An old battle comes up again…
In the early years of electrical power distribution, Direct current (DC) was the standard current. However, due to flaws in Edison’s DC system, AC became the current standard due to its ability to step up low voltage into high voltage and to transmit it over long with the help of the transformer. The battle of the standard of current supremacy, which is referred to as “The war of current” began in the late 1880s.
Since then, AC electrical grid has well developed and proven concept due to its development since the 19th century. It is able to deliver electric power from power plant to household through substations. It also offers a simple and reliable principle that has become the standard over the last century due to, among the previously stated reasons, limited technological advancements.
Currently, not only is it being challenged by the aggressive introduction of distributed renewable energy generation but also under increasing pressure due to growing calls for simple, meshed, low, and medium voltage distribution grids as well as high voltage transmission networks.
Based on this project motivation, there are many questions behind this project work and some of them are stated below:
- With the existing infrastructure of AC distribution, why should there be a shift to DC distribution?
- Will the DC distribution grid be more energy-efficient, cost-effective, and reliable than the present AC distribution grid?
- What are the current trends in the low voltage DC distribution?
- What are the factors to be put into consideration for the adoption of DC and its transition?
- Will the evolution and advancements in power electronics and DC/DC converters only be a game-changer for DC and bring a transition change to DC at low voltage distribution?
- Even if the potential advantages of DC far outweighs AC, will that be a yardstick to adopt DC distribution?
DC Versus AC based on present technology
DC vs AC power grid
Due to different architectures, voltage levels, and power electronics needed between AC and DC power grid, there are advantages and disadvantages of DC and AC power grid system. There are also challenges and opportunities within the development of the DC power grid system.
This paper will discuss the drawbacks, advantages, challenges, and opportunities of DC and AC power grid system development nowadays.
Merits of the DC system
The advantages of the DC systems over AC are presented below:
Advantage #1 – Due to the need for multiple levels of DC voltage, a DC system was deemed Superior to an AC system in terms of efficiency (i.e. higher efficiency gains means less energy wasted which means less money is wasted).
Even though the exact value of efficiency gain varies from application to application, the most common and very straightforward gain is in household electronics equipment. Most electronic equipment is DC and normally equipped with two conversion stages for AC power.
The decrease in the required amount of copper in the DC grid is mainly due to the use of higher RMS voltages, which is equivalent to the peak voltages in ac grids. A more simplified control is obtained from the fact that in a DC grid, only one control parameter is of significance: the voltage.
In contrast to AC electrical systems that impose the same frequency throughout the interconnected system, a DC grid does not have such constraints. This makes the meshing of DC grids relatively easier and more natural.

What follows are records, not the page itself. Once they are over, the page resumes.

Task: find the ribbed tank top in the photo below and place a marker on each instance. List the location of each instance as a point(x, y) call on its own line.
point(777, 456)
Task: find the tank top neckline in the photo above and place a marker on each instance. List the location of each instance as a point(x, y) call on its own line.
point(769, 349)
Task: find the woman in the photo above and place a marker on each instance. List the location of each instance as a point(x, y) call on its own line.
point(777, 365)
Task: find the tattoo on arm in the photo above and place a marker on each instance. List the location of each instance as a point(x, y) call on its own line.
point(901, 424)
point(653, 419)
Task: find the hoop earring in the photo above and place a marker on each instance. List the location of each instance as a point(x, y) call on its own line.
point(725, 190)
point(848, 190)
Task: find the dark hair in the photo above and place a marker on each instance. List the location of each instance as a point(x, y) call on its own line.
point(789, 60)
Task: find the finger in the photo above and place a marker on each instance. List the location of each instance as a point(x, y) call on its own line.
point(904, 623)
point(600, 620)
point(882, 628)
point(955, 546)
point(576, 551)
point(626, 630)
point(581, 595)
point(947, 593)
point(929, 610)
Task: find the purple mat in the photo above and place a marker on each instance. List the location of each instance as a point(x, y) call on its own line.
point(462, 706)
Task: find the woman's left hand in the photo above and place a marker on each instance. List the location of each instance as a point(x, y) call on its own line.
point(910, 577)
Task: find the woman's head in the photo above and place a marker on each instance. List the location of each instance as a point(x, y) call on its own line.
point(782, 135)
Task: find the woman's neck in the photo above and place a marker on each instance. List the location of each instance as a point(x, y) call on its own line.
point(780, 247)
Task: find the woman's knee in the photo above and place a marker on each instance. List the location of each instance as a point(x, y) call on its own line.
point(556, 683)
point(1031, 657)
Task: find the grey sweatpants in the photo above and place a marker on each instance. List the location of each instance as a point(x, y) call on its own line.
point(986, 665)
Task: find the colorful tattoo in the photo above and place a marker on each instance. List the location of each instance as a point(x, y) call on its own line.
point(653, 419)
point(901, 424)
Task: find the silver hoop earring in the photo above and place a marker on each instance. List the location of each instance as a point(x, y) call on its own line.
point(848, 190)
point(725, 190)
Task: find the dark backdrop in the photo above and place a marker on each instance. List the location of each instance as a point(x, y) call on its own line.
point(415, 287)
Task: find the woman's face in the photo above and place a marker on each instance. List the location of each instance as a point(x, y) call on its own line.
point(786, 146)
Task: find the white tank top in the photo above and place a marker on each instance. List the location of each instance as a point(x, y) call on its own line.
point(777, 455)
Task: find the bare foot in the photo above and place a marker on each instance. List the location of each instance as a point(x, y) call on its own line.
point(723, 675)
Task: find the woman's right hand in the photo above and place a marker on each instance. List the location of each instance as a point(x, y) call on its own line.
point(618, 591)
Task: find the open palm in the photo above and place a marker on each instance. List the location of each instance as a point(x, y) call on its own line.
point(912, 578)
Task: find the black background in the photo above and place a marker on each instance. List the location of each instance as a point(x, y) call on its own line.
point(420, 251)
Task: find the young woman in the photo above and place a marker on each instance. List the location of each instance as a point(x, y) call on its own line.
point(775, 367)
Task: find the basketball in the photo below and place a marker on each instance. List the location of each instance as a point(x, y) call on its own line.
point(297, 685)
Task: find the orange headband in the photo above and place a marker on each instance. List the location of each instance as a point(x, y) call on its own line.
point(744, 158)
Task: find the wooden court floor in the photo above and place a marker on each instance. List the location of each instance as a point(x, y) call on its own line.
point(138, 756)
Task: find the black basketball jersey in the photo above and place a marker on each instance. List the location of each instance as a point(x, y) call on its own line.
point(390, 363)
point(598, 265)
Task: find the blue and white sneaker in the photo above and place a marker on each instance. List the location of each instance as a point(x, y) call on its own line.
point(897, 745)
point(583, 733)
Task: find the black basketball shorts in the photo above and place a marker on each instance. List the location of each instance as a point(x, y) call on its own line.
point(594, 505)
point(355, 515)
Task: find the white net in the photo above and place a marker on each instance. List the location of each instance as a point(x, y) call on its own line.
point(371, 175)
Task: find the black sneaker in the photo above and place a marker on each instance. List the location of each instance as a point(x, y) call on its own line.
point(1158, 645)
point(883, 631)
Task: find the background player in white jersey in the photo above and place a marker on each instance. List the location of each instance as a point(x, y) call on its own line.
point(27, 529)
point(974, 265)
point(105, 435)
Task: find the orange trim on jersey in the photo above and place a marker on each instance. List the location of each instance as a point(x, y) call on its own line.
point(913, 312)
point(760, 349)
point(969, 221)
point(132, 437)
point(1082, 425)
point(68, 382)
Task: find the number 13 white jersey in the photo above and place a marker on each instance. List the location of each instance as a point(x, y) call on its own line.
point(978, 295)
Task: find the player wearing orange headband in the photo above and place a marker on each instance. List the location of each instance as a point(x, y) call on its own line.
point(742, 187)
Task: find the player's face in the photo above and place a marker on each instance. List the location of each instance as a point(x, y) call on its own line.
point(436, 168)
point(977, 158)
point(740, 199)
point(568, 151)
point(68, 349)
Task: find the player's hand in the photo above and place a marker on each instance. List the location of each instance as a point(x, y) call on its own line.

Advantage #2 – DC power deployment improves stability and increases the grid reliability
Advantage #3 – More efficient integration of renewable distributed generation.
Advantage #4 – Simpler power electronic interfaces and fewer points of failure.
Advantage #5 – The total losses in DC distribution are less compare to AC. Using solar power to generating electricity, the losses incurred with converting to AC are avoided, with the fact that many household devices run on DC.
Advantage #6 – Electromagnetic interference (EMI) is lower in DC grids when compared to AC grids.
Advantage #7 – Fewer conductors are required, and there is the absence of skin effect (HVDC transmission in this case).
Advantage #8 – In today’s technology, DC is employed in high voltage long-distance transmission, which is better in cost when compared to the AC system.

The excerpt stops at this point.